The Face Of Mars

Another day, another planet.  My latest idea for planet paintings (to go with the ideas of random surrealness and Roman gods) is to think about features and properties of individual planets and how to turn these into creative ideas.  Today’s planet is Mars and I’d been thinking about the famous face on the Martian landscape that’s been photographed a few times by passing Terran satellites and looks like an alien construction but is really nothing special.  I’ve blown up the face to a huge size, so huge that it might have looked silly on a spherical planet, so I’ve turned Mars and its two moons into cubes.

I stared by drawing in all three bodies in two point perspective.  I didn’t want everything to look neat and tidy, so I put the nearest edges of the moons at non vertical angles.  I’m not sure what I was supposed to do with the vanishing points of the moons but in both cases I moved one up and one down, keeping then directly above and below Mars’ vanishing points while in all three cases keeping the line between the vanishing points perpendicular to the nearest edge.  I’ll have to check online what I was supposed to do at some point as I don’t have any books on perspective.
I went for the desert supergranulators today because of Mars’ red colour and supplemented them only with titanium white and white gouache at the end.
After getting a bit frustrated last week with how difficult it was to remove masking fluid from my current bottle, I decided to only spatter it over the paper for stars and to not bother protecting the three body shapes.  Being quite well behaved, convex shapes, it shouldn’t be too difficult to paint around them anyway.
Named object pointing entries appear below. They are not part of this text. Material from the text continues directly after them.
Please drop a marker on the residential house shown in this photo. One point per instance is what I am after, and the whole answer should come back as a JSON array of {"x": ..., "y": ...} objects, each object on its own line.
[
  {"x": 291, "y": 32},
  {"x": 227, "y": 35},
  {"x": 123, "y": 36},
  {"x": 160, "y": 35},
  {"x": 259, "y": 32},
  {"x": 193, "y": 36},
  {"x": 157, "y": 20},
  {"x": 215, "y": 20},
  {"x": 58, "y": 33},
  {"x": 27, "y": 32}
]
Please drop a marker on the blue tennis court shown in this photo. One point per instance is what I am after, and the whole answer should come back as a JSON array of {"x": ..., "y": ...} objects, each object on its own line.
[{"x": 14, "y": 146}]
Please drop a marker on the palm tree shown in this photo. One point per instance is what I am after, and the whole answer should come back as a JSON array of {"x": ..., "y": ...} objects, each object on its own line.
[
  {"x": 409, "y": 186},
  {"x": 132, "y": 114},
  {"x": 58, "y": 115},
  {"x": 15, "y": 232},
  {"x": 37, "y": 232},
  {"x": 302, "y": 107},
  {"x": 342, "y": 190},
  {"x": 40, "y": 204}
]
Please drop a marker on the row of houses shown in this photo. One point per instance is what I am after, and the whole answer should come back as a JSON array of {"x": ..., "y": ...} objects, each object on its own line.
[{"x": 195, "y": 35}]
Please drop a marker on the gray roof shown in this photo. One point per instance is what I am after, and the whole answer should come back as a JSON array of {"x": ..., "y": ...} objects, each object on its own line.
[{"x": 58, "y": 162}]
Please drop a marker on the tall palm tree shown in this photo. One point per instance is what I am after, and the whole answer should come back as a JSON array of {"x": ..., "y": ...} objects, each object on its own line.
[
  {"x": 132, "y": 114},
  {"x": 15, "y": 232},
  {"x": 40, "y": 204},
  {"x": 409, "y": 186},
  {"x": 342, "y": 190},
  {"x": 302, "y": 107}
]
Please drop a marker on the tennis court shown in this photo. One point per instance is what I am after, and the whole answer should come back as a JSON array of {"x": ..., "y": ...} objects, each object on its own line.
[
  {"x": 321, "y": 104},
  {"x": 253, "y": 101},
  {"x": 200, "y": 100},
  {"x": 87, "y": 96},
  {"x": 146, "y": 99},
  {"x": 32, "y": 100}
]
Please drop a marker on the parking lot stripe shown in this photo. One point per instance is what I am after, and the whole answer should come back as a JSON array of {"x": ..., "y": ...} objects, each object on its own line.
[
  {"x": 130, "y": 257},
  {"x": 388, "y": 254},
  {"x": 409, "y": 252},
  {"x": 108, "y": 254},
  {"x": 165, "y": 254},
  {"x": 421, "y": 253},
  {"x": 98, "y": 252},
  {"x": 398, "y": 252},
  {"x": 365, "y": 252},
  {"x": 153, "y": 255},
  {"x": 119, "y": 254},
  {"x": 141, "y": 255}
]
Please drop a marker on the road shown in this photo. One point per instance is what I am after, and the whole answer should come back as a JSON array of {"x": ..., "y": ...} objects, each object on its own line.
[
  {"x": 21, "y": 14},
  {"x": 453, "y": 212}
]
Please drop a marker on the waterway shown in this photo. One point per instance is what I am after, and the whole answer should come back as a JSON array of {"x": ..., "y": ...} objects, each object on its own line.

As usual the sky background went down first.  I started with desert green and grey, the two dark colours in the set, but then also dropped in some of the yellow, orange and brown.  The green and grey that I mixed were quite watery and came out quite lightly valued.  The planets came out darker valued than the sky but, to be honest, I had no value plan in mind today and if the sky had come out darker I’d have made the planets lighter.
And then it was onto the planets.  I think all nine faces showing had at least three layers of paint on them.  I imagined light coming from the top left (as this matched the light source for the face photo I was using) so I tried to put four of the faces in shadow.  At some point I realised that the weird orientations of the bodies made them look like tumbling dice, so I encouraged this a little by dabbing in some crater marks to look like spots.
I had the most trouble with Mars itself.  Not the face (that worked our well) but with the dark side, where I tried to paint in shadowy shapes to suggest a crater that was in the same source photo as the face.  But somehow, while the shadows on the face worked perfectly, those on the shadowy side never succeeded in defining the crater.  So I removed most of the paint from that side and just made it shadowy.
I finished off with some titanium white and then white gouache to add some highlights on the top edges and on the face, and that was me done.
This one works for me and is up for sale.  The background sky is amazing – once again it’s the people at Schmincke who mix these paints that have to take credit for that.  The face works too, being right on that border of ambiguity between a face and some random shadows that look like a face.  Just as it should be.  If there’s anything wrong with this. It’s that there’s so much empty space, but that what it’s like out there.  I could claim to have captured the emptiness of space in this one.
Oh, and someone pointed out in Facebook that the sky background looks like the surface of Mars.  Which makes things even better.  This one can be interpreted in two ways: either as three celestial bodies in space or three dice on the surface of the planet.